Monday, September 2, 2019

Review: 'It’s the Great Pumpkin, Charlie Brown: Music from the Original Soundtrack' on Vinyl


Charles Schulz’s Peanuts comic strip was special because of its willingness to acknowledge the failures of childhood. Its TV-special incarnation built on that specialness with the refreshing move to cast actual child actors in the roles of Charlie Brown, Peppermint Patty, and the rest of the gang, and Vince Guaraldi’s sophisticated yet whimsical jazz score. The elliptical arpeggios of “Lucy and Linus” can still launch a million memories for anyone who grew up watching Charlie Brown choose the scrawniest X-Mas tree on the lot or Snoopy battle the Red Baron.

Guaraldi’s soundtrack to A Charlie Brown Christmas was released in conjunction with that TV special in December of 1965. Our fellow Peanuts have had to wait a lot longer for the release of the soundtrack to the second most popular Peanuts special.

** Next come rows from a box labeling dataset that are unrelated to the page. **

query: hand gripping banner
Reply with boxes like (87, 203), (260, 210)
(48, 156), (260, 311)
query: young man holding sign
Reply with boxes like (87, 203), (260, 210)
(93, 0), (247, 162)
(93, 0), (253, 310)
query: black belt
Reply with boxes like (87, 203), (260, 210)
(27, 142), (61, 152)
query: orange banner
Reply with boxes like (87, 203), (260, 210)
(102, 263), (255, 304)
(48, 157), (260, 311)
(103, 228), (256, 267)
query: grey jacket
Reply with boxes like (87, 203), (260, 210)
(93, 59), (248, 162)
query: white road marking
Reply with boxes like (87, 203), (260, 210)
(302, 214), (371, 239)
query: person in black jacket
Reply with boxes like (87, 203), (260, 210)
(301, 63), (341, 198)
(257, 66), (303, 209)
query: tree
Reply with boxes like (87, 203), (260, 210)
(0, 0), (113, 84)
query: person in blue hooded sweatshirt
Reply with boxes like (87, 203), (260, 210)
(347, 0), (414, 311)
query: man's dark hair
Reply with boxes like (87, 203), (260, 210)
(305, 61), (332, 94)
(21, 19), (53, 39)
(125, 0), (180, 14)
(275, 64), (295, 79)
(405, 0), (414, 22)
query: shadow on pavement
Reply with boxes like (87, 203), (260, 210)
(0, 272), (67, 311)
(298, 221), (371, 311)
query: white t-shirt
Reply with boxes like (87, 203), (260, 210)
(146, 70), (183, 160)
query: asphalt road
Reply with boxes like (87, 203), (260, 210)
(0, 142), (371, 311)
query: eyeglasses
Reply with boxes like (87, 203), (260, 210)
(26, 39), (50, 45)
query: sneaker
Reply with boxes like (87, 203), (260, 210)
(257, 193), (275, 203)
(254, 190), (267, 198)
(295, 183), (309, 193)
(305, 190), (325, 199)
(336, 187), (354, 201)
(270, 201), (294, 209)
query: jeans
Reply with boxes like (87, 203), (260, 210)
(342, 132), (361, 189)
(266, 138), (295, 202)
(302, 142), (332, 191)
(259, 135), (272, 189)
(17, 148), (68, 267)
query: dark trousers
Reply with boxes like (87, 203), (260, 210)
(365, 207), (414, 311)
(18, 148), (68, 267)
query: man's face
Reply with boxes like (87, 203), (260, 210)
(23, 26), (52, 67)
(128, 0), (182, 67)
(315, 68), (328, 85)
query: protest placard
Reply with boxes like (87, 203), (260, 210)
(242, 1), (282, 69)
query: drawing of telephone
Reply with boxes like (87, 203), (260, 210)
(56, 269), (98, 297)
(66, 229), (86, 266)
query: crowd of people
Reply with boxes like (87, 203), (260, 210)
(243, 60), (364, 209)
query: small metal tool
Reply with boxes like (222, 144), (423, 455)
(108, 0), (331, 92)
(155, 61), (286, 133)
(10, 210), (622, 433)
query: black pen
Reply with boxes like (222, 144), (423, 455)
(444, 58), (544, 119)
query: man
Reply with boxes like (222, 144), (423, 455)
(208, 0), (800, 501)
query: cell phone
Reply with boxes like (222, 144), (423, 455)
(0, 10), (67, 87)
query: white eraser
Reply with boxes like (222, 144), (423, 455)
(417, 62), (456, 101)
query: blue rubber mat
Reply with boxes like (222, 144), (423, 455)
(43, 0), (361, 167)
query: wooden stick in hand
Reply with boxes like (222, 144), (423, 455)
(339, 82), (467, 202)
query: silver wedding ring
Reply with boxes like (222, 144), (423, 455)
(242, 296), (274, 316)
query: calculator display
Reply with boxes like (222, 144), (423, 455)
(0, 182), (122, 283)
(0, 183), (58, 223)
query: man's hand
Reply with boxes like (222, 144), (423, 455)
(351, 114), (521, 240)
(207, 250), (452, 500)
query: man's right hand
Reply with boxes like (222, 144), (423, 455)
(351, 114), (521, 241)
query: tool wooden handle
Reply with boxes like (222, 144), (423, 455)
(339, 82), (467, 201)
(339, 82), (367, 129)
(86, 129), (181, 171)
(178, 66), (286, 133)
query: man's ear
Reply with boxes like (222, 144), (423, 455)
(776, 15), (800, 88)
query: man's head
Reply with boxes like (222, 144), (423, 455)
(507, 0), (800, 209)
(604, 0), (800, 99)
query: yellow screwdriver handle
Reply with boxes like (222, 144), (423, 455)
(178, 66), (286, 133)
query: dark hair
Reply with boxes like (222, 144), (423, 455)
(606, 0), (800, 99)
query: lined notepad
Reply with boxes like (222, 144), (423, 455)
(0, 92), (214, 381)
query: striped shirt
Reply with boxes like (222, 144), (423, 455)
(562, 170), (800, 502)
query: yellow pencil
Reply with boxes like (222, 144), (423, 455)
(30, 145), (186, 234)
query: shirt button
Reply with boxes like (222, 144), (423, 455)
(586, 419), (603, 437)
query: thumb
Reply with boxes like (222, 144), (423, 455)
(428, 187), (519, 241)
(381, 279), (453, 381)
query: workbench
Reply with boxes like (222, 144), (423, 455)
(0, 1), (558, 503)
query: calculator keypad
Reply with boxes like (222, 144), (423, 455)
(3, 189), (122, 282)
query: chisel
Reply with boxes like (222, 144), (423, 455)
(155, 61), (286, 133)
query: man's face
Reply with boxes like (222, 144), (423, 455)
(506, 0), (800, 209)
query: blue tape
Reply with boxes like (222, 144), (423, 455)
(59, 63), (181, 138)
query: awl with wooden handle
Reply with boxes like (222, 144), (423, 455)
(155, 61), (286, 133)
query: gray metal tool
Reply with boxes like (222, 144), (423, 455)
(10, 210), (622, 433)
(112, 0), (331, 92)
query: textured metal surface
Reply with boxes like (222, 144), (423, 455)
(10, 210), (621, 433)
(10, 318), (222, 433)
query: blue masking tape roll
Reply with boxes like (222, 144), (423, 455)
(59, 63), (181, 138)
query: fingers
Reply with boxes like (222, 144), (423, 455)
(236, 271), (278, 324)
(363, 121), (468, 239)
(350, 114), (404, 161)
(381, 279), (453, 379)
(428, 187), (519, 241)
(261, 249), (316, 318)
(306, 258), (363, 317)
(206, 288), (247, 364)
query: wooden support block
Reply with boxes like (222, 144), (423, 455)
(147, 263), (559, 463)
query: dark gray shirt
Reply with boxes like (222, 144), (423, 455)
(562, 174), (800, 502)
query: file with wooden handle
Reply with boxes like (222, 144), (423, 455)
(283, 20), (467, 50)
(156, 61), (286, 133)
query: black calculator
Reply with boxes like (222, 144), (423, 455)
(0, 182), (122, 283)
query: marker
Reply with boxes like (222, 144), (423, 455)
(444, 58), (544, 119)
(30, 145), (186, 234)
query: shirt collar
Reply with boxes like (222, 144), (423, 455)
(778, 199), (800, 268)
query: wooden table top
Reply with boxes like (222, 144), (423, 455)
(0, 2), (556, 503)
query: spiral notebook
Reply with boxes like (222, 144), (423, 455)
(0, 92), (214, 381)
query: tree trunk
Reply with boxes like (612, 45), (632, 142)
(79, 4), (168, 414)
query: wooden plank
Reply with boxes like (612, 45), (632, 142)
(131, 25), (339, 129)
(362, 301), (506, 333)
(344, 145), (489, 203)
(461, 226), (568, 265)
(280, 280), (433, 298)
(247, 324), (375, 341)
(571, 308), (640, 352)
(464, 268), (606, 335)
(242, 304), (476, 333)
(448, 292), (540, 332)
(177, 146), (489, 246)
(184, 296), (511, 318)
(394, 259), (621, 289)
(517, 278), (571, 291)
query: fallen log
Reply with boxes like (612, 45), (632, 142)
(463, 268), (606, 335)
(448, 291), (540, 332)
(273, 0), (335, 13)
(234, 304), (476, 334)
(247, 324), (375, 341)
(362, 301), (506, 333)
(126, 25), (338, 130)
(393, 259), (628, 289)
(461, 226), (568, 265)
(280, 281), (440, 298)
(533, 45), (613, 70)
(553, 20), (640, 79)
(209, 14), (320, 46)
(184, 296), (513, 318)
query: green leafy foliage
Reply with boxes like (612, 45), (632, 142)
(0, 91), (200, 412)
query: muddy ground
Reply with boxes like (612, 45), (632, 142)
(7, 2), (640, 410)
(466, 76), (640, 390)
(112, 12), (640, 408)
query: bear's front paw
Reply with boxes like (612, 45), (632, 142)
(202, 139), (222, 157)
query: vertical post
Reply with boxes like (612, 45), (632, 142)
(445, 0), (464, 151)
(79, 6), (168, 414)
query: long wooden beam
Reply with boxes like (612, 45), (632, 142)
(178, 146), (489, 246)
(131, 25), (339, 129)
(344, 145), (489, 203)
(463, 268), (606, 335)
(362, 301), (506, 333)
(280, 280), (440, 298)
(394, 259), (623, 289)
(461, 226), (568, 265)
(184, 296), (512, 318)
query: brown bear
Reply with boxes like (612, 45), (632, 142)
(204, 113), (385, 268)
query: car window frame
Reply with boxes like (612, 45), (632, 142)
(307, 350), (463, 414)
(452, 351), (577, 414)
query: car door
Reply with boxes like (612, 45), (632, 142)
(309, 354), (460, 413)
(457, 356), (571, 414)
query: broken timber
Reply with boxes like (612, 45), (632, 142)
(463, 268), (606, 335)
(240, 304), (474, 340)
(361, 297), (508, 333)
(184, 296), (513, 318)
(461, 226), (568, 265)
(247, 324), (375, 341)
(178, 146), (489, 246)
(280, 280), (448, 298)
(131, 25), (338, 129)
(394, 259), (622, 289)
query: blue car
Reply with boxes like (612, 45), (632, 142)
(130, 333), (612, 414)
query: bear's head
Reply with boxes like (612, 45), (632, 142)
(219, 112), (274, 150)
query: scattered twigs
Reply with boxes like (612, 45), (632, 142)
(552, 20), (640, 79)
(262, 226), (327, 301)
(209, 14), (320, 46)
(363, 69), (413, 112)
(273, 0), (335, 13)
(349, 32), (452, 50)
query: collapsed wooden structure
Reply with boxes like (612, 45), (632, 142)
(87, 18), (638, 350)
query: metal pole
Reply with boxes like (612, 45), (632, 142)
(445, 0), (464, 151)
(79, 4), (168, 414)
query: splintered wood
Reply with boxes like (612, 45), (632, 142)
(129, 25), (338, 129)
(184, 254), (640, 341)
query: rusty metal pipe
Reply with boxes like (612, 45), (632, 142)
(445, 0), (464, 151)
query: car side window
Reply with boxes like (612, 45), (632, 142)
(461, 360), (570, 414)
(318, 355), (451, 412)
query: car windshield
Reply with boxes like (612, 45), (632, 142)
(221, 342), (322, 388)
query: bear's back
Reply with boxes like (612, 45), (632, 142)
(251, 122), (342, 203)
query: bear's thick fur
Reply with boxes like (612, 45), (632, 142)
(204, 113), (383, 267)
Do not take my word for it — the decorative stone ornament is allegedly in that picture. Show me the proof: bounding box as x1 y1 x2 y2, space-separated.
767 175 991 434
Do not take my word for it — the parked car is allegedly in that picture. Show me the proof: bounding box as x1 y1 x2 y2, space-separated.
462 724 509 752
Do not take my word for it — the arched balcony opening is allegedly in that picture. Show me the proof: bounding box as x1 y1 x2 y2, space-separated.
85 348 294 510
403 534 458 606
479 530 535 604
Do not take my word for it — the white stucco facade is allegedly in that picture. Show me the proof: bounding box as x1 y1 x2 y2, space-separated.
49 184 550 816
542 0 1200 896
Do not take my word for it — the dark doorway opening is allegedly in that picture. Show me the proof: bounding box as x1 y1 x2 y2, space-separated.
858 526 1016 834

Last year, Craft Recordings put out a CD soundtrack for It’s the Great Pumpkin, Charlie Brown. Because original tapes of Guaraldi’s score were apparently unavailable, the disc consists of music pulled straight from the special’s soundtrack. That means audio fidelity is a bit weak and non-musical sound effects are often audible. Sometimes this enhances the mood, as when spooky groans and giggles intrude on the mysterious “Graveyard Theme” or Snoopy weeps along with Schroeder’s rendition of “Roses of Picardy”. Other times, incongruous plops and crinkles invade the music to baffle anyone who cannot remember the accompanying visuals well. Because many of these pieces are mere passing cues, they often fade out as soon as they fade in, and there is a great deal of repetition. Versions of “Lucy and Linus”, “The Great Pumpkin Waltz”, “Charlie Brown Theme”, and “Trick or Treat” each appear three times, making for some pretty repetitious listening over the soundtrack’s skimpy twenty minutes.

It’s the Great Pumpkin, Charlie Brown: Music from the Original Soundtrack is now making its vinyl debut just in time for Halloween season. Because it is so brief, all seventeen short tracks are lumped on one side of the record. Side B is devoted to one of those vinyl etchings that are becoming increasingly common, much to the frustration of audiophiles who’d probably prefer that the music be spread over both sides so that the disc could spin at 45 rpms instead of 33 1/3. Of course, considering the lo-fi nature of this soundtrack, increasing its speed probably wouldn’t make much sonic difference.

Nevertheless, Guaraldi’s music remains an evocative, magically autumnal time machine to some of our happiest Halloween memories, so Craft’s soundtrack album is still a nice souvenir…though it’s no substitute for sitting down with the kids to actually watch Linus waste his Halloween sitting in a pumpkin patch like the blockhead he is.